Teachers throughout the commonwealth are torn. While they desperately want to get back to the classroom to teach their students in person, they have many concerns about what that will involve and whether they'll be putting their own health and the health of their families at risk.

"The CDC has made tons of recommendations about six feet apart and no recess and lunch in the classrooms," Connolly said.

She says some of those measures may be nearly impossible in many classrooms.

"I am working with students who require a lot of hands-on assistance, lifting and positioning and feeding and personal care," said Connolly.

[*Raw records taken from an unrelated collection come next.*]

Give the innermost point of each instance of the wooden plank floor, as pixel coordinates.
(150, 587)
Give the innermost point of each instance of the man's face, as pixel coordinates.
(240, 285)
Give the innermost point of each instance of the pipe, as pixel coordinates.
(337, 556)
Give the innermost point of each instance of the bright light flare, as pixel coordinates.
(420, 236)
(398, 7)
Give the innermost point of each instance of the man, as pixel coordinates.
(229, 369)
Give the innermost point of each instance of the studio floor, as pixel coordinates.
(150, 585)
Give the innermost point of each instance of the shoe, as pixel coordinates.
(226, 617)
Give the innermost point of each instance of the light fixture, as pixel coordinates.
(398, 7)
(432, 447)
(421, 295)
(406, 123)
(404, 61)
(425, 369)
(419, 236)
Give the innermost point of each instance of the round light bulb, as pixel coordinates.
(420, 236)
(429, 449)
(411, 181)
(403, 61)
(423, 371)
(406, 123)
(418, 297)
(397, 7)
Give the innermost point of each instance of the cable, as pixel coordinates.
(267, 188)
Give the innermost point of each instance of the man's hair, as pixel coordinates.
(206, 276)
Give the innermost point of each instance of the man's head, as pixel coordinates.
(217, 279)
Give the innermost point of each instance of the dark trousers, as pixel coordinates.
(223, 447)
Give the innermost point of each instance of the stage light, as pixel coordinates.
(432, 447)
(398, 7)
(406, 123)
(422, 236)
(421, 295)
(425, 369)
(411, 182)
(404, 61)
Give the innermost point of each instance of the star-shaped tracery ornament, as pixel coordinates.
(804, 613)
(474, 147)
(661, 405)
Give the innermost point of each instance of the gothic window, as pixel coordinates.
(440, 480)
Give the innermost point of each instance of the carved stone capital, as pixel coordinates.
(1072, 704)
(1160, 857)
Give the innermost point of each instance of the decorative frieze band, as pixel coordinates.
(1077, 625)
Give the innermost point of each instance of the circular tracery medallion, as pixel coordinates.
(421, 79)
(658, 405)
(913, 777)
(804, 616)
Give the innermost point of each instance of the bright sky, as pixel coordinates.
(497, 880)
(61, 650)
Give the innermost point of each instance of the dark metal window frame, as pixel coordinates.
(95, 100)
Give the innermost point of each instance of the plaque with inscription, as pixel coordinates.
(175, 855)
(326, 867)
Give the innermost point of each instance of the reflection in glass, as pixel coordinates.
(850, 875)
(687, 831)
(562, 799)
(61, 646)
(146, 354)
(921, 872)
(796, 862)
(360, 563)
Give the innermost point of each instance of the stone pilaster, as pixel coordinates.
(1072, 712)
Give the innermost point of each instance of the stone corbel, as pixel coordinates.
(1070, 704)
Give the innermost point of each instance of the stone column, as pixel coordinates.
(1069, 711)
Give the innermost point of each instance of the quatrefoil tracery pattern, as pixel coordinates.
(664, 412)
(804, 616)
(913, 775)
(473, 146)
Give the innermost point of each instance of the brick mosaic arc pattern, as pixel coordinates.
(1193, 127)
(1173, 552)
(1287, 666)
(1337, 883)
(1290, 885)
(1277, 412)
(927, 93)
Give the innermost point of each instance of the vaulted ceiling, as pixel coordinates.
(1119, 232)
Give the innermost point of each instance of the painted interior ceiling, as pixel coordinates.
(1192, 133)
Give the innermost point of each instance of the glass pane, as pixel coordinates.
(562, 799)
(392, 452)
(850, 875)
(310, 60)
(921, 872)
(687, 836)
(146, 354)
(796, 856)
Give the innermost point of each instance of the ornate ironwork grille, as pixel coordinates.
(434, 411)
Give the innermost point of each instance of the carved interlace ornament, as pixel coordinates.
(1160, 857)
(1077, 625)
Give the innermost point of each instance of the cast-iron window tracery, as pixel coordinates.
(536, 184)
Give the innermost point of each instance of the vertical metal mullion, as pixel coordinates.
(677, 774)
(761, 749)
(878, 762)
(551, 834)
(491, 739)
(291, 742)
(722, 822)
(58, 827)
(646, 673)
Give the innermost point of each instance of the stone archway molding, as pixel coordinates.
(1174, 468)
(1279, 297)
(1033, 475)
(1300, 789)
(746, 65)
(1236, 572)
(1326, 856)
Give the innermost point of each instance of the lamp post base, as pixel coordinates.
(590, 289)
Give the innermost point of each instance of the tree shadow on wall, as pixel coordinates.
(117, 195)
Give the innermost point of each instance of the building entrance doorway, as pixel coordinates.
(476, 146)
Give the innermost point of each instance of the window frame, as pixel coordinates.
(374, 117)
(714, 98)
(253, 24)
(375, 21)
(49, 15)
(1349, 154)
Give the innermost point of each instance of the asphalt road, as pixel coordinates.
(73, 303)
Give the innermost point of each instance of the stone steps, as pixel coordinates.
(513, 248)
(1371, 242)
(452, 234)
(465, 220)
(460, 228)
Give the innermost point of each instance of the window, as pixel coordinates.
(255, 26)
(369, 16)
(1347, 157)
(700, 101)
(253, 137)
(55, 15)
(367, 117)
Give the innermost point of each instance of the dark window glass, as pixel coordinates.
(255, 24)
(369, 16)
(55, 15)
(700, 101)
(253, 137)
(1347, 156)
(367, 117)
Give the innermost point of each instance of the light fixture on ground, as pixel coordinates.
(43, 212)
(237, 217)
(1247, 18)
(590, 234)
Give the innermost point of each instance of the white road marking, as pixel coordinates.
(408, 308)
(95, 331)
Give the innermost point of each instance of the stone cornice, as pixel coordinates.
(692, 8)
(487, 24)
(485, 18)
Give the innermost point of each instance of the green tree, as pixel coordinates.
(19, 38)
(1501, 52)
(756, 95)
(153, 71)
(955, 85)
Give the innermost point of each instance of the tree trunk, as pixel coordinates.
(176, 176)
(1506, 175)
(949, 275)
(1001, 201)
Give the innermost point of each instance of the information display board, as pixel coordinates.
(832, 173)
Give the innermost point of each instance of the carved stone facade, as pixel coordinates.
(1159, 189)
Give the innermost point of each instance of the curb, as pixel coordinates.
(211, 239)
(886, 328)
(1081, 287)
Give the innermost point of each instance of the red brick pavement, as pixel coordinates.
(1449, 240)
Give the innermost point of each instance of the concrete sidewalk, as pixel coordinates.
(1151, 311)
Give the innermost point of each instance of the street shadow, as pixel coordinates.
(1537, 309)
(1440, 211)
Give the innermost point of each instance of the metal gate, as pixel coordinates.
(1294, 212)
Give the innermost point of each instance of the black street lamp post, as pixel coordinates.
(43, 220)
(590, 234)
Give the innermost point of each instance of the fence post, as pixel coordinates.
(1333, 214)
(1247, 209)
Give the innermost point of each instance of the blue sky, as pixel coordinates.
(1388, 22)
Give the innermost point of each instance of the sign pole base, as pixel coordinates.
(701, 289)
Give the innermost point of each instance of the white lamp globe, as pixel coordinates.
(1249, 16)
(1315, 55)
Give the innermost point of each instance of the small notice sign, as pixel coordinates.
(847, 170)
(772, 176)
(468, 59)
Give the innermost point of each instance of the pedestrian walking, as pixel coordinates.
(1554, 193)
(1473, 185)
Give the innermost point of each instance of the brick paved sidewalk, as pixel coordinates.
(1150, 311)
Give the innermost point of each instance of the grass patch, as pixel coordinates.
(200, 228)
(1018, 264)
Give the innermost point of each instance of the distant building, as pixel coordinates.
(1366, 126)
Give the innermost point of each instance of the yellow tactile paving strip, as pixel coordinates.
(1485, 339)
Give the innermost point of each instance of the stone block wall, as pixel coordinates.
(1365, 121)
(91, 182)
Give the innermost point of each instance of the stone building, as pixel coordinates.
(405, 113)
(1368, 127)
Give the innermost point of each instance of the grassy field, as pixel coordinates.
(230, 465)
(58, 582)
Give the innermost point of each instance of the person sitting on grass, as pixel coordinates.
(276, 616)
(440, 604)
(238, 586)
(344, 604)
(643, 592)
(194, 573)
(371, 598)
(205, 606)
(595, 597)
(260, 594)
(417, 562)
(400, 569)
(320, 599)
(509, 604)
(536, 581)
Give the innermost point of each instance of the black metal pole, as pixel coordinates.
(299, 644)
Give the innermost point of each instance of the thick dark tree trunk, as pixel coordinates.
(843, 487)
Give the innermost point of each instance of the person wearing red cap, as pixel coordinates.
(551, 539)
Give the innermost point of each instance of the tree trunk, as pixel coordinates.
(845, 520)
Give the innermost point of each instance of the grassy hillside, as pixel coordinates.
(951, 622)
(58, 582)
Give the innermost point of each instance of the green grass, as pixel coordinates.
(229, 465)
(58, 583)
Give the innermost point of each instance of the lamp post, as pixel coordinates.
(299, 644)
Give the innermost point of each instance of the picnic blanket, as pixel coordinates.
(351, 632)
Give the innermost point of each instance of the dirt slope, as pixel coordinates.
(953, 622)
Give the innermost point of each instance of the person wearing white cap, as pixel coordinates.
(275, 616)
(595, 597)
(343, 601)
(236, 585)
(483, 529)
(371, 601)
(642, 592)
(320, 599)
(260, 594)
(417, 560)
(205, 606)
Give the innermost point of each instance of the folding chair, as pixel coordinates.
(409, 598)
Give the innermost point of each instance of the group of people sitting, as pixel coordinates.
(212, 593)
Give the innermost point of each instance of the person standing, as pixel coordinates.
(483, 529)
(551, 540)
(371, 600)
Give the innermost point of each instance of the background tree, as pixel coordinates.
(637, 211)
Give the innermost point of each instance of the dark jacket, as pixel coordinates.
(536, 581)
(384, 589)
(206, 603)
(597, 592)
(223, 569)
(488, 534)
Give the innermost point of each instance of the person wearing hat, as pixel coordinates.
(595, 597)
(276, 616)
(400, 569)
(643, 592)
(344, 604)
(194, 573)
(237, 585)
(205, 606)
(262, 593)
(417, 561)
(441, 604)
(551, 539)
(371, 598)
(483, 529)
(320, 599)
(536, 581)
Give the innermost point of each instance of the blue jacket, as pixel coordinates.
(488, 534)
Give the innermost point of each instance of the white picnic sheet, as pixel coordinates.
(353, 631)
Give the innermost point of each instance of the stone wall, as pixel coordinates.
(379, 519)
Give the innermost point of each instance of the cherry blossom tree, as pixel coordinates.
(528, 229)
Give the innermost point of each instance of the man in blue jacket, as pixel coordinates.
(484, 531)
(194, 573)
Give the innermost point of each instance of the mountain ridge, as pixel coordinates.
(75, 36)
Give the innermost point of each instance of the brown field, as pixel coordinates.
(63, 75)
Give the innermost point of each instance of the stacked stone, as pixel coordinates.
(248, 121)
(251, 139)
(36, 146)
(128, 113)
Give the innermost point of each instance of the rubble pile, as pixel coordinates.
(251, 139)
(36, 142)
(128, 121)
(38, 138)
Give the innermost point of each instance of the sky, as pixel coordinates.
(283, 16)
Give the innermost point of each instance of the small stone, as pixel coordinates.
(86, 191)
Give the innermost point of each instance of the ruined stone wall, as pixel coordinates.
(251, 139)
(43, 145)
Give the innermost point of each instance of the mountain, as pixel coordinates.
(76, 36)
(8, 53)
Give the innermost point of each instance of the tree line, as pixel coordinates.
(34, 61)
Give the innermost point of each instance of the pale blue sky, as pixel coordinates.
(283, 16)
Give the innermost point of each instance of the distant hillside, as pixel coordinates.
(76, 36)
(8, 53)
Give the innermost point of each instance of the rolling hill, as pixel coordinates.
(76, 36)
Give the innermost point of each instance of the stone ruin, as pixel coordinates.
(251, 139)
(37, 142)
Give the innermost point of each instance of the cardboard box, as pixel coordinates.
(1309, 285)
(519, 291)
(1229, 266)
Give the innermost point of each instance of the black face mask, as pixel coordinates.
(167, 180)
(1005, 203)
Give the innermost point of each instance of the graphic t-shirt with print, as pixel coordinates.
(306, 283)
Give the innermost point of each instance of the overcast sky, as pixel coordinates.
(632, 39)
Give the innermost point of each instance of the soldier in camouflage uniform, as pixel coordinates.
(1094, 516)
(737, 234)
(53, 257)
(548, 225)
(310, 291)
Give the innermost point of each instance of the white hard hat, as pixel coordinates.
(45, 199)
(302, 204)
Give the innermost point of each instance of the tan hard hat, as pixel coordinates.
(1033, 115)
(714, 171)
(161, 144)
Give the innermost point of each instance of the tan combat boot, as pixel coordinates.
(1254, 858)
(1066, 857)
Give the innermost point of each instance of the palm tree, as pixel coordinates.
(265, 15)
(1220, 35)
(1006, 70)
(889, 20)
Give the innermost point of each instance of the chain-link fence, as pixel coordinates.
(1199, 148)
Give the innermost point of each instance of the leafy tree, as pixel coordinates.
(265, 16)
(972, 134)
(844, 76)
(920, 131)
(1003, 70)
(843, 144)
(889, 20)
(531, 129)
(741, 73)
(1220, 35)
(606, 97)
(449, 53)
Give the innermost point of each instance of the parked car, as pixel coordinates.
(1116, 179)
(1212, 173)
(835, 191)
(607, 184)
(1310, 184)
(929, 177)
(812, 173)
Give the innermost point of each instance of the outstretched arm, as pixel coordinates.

"How do you get these kids to wear masks all day?" asked paraprofessional Chantal Poschmann. "I know for myself I can only -- 30 minutes, and I'm like, 'OK, I'm done wearing a mask.'"

Poschmann says that will be especially difficult for the younger grades.

A second grade teacher we spoke with agrees.

"Because you really have a lot of bodily fluids, especially heading into October, we've got kids with runny noses and -- masks, I don't see how they would stay clean in the classroom setting," that teacher said.

Connolly says it will also involve rethinking classroom layouts and school supplies.

"So you're not sharing the same blocks, the same crayons, the same markers, the same white board," she said.

Teachers we spoke with said the sooner they can get guidance on what to expect for the next school year, the better they'll be able to prepare.